La nouvelle trouvaille, mise en chantier depuis bientôt trois ans avec plus de nocivité ? Toute aussi pernicieuse, elle est dévolue à la contestation tout-va des choix gouvernementaux auxquels on substitue volontiers, en guise de programme, ses états d’âme, les résolutions issues des brèves de comptoir, c’est-à-dire des discussions et élucubrations développées dans les gargotes et bars. La chose n’aurait aucun intérêt si des politiciens, en désaccord avec le pouvoir, ne se prêtaient pas au jeu par leur vision étriquée de l’opposition politique axée sur l’option de flinguer toute initiative gouvernementale, rien venant de celui-ci ne trouvant grâce à leurs yeux, comme si le gouvernement ne doit pas être dissocié des intérêts du pays. Ce sont les putschistes de l’ère démocratique, qui n’entendent pas patienter de confectionner leur projet de société et le soumettre au suffrage universel comme disait un certain Boni Yayi. Leur arme favorite ? Au programme d’action du gouvernement, ils préfèrent leurs propres réflexions et agenda ! A quoi bon attendre que le président élu tienne les échéances pour lesquelles il s’est engagé !
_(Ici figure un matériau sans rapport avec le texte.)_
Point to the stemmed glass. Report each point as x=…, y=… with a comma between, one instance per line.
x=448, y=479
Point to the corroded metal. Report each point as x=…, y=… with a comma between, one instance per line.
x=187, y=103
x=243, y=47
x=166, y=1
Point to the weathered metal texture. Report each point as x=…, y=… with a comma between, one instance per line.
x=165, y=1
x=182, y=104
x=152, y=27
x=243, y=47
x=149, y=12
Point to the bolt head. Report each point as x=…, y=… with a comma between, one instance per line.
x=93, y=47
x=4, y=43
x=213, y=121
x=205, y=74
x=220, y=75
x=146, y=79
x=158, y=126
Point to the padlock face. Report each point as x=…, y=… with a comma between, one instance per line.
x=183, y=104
Evidemment, on objectera que cela relève de la veille citoyenne. Le genre de biscuit qu’affectionnent certaines ONG qui valident ainsi leurs crédits auprès des organismes qui les banquent. Seulement, les états d’âme personnels ne doivent pas être confondus à de l’opinion, et cette forme bizarroïde de redevabilité n’est pas comme du cochon qui, dit-on, est bon à manger de la peau des oreilles aux viscères. Il s’agit donc d’une fausse posture, en raison de ce que, sous des dehors de veille citoyenne et de reddition de comptes, s’anime à bien des égards une opposition sourde, assez pernicieuse car elle se fait de façon masquée. Le pot-aux-roses est vite découvert, lorsque certaines de ces ONG font chorus avec l’opposition pour faire des réclamations assez renversantes. La plus illustre de ces réclamations récemment au Bénin étant l’idée d’assises nationales pour définir un cap pour la gouvernance du pays. Mesure radicale qui n’a lieu d’être que si le pays est fondamentalement en crise, ce qui est loin d’être le cas actuellement. Il s’agit donc d’une feinte, d’une tentative restée lettre morte de coup d’Etat que leurs auteurs ont en vain réitérée. Allez imaginer qu’un président élu, et donc détenteur d’un mandat qui le légitime à agir, prête flanc à une telle réclamation qui lui lierait les mains ? Il serait, à tout le moins un bleu, un benêt, ou alors il ferait ainsi aveu de son incapacité à conduire les affaires publiques?